When asked about the more exciting aspects of the new S19 XP, Kramer noted that:

“I like that Bitmain is rewarding environmentally friendly mining farms with better pricing and advanced delivery with their new Carbon Neutral Certificate. But, I’ll add that, it was a little surprising when I noticed that both new S21 models offer 33% more hash rate (S21 200T versus 151T on S19j XP; S21 hydro is 335T versus the S19 XP Hydro at 257T). Is this a coincidence? I’m doubtful, and it likely signals more of the same systematic model releases from Bitmain where a slight tweak to the firmware and maybe a few other items that are adjusted results in a moderate increase in hash rate and a brand-new miner.”

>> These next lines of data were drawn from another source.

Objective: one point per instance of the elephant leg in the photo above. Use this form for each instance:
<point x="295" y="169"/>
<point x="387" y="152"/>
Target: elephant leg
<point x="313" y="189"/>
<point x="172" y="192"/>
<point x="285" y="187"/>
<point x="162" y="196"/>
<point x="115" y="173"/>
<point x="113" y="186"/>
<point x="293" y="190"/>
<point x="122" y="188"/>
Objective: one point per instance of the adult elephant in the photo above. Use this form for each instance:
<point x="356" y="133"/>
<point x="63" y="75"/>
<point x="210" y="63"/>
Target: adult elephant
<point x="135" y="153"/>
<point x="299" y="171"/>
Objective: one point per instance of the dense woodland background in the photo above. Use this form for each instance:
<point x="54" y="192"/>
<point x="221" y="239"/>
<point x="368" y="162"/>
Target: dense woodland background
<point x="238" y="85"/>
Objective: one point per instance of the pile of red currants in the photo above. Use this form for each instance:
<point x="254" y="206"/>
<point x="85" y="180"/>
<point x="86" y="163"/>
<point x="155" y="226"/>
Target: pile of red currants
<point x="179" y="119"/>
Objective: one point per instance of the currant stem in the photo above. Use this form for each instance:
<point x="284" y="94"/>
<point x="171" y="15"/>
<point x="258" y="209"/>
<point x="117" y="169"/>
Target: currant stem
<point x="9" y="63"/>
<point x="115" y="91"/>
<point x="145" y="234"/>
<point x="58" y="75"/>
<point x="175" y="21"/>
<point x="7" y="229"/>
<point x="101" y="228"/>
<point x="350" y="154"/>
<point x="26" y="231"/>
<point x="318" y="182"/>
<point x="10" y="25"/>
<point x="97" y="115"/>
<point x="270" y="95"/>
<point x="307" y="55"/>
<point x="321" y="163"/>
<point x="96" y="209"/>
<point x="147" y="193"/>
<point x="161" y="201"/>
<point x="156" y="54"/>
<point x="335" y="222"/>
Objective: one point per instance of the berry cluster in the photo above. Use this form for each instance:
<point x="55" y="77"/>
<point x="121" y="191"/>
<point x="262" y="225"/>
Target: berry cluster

Bitcoin is en route to becoming an ESG asset

A theme of the past few years has been an increase in Bitcoin miners and BTC advocates pushing back against the assertion that Bitcoin mining is bad for the environment, and that the industry’s reliance on carbon-based energy production accelerates emissions.

Countering this perspective, Hong Kong Sustaintech Foundation professor in accounting and finance, Haitian Lu, bluntly announced that:

“Bitcoin mining is promoting renewable energy adoption in many areas.”

Lu explained that “over the years, Bitcoin mining has become more efficient and is also using cleaner energy. History tells us that human development from an agricultural society to industrialization to the future of a digitalized economy goes with every increasing energy consumption per capita. What makes the difference is human’s ability to use renewable energy increases, thus achieving sustainable development.”

Like the perspectives shared by other panelists, Lu said that Bitcoin miners’ participation in demand response agreements with power producers and distributors leads to energy grid efficiency, and they “provide an economic incentive for the development of renewable energy “promotion and development of renewable energy projects.”

In addition to Bitcoin mining tapping into stranded energy, encouraging the development of renewable energy projects and helping to balance electric grids, the efficiency advancements of next-generation ASICs like the Antminer S21 reduce miners’ energy consumption while also allowing them to boost their profits.